The Facts About ‘Fat Cats’

Even though we are serious-minded fact-checkers, we are not completely without humor, and MoveOn.org’s latest TV ad on “fat cats” and the “Buffett Rule” is pretty funny. But the ad may leave an im-purr-fect impression. One that’s off by more than a whisker.

The TV ad says, “President Obama’s Buffett Rule would require millionaires and billionaires to pay the same tax rate as the rest of us.” But on average “millionaires and billionaires” already pay more than the rest of us, and about half of them would not have to pay any additional taxes under the Paying a Fair Share Act, as the Buffett Rule is formally known.
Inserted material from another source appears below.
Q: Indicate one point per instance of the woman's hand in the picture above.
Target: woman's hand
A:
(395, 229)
The president’s proposal, which was rejected by the Senate on April 16, would impose a minimum 30 percent federal effective tax rate on those with adjusted gross incomes of more than $1 million. The federal effective tax rate, under the legislation, would include not just income taxes, but other federal taxes — including the employee portion of payroll taxes and the new taxes imposed on higher-income taxpayers that were contained in the health care law, effective next year.

So, we looked at the average federal effective tax rate for those earning less than $1 million — which in this TV ad would be considered “the rest of us.”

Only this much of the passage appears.